Precisely! And I worry that this is going to be how it is dealt with from now on. No investment in NHS training, staffing, infrastructure and so on. But "discouraging" mixing, threatening lockdowns, testing and isolating (sorry, "protecting"), making everyone wear masks and work from home for x months every year....
My feeling is that covid will become one of those respiratory bugs that kills some, and affects others less badly in the short or longer terms. As we each get it a few times over childhood and young adulthood we'll get more and more immune to its worst effects generally. So I would expect in the future that covid kills some people that flu or RSV or whatever would currently kill, or maybe a few more on top of that, and others have acute or ongoing needs as a result (hospitalisation, long covid etc).

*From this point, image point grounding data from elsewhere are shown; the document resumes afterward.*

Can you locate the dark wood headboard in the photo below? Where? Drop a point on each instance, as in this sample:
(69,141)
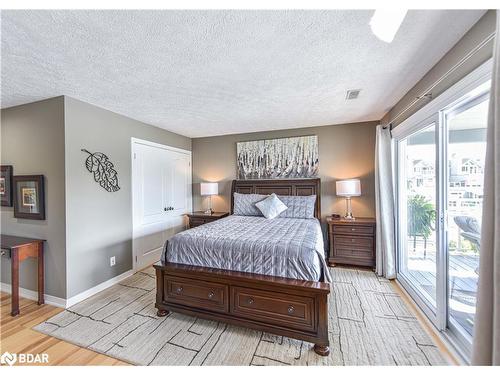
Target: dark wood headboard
(306,186)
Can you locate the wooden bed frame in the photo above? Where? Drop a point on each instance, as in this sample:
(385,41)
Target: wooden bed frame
(278,305)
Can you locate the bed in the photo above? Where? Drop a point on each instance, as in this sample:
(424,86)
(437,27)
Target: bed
(263,274)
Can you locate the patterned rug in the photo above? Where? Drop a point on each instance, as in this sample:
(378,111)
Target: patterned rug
(369,324)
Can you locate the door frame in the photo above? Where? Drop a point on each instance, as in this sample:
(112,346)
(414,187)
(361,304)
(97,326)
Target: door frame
(135,141)
(469,87)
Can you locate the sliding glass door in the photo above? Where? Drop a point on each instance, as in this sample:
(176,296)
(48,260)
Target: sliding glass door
(439,179)
(417,213)
(466,148)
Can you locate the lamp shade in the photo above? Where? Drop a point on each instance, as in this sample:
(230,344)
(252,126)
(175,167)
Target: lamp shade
(209,188)
(349,188)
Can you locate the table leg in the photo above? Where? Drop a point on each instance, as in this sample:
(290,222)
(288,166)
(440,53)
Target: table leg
(14,255)
(41,279)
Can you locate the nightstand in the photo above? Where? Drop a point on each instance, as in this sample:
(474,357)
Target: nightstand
(198,218)
(352,241)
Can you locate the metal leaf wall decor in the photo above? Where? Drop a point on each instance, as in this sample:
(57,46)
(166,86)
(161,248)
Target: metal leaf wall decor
(103,170)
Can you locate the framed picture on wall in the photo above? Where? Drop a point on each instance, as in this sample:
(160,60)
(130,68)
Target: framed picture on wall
(6,185)
(29,197)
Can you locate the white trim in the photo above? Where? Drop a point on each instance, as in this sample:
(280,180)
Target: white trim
(98,288)
(65,303)
(33,295)
(448,98)
(159,145)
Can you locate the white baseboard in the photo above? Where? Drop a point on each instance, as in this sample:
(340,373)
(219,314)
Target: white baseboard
(33,295)
(65,303)
(98,288)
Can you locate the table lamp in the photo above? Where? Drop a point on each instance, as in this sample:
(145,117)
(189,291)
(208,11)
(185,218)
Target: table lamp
(209,188)
(349,188)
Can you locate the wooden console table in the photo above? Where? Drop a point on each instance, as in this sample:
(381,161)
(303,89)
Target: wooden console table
(19,249)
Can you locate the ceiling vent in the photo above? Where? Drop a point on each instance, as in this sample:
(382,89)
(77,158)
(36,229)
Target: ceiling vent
(352,94)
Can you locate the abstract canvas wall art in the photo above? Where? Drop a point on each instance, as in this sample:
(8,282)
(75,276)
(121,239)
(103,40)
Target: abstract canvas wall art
(296,157)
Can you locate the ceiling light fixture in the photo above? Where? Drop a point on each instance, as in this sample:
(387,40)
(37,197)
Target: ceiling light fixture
(352,94)
(385,23)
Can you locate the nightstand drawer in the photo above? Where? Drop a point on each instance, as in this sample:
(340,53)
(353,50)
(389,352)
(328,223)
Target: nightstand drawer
(351,252)
(353,229)
(357,242)
(195,222)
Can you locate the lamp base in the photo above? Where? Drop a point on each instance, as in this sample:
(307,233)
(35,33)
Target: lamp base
(348,211)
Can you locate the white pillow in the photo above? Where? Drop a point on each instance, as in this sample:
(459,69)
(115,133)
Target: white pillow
(271,207)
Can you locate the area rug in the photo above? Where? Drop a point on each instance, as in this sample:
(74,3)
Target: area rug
(369,324)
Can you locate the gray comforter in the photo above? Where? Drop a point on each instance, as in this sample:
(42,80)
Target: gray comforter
(285,247)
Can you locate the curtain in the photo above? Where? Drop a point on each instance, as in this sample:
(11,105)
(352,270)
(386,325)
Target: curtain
(486,343)
(384,205)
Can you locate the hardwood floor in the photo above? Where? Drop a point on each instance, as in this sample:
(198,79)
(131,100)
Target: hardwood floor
(16,336)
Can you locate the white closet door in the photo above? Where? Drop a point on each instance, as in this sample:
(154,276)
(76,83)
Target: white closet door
(159,177)
(178,201)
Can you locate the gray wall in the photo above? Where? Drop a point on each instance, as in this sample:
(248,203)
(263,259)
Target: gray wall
(33,142)
(99,223)
(475,36)
(345,151)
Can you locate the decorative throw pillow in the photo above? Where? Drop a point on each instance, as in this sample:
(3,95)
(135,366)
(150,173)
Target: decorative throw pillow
(299,207)
(244,204)
(271,207)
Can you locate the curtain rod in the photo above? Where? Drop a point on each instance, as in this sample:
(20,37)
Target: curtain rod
(427,93)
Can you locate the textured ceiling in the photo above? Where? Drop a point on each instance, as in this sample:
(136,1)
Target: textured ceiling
(201,73)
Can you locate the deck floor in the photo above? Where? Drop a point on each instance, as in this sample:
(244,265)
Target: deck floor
(462,285)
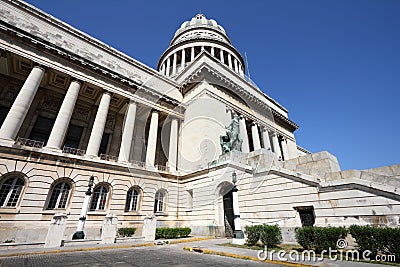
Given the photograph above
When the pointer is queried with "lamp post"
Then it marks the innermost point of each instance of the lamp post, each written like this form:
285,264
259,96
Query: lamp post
238,236
79,234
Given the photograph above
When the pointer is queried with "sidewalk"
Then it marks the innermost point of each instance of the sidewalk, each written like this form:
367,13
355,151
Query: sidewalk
205,245
211,246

So surely we should invest now to allow for that forecast additional need (well, maybe we should have invested 2 years ago, but hey...). So staff can take leave, be off ill, be off to care for dependents or whatever, without the whole system falling apart. And pressure is taken off local services for eg long covid diagnosis and treatment... and also possibly covering other post viral illnesses that aren't well catered for at the moment.
Even if it ends up going "back to normal" in the next few years, having the capacity NOT to have the annual "aaaaargh, the NHS is overstretched" media round has to be a good thing, surely?!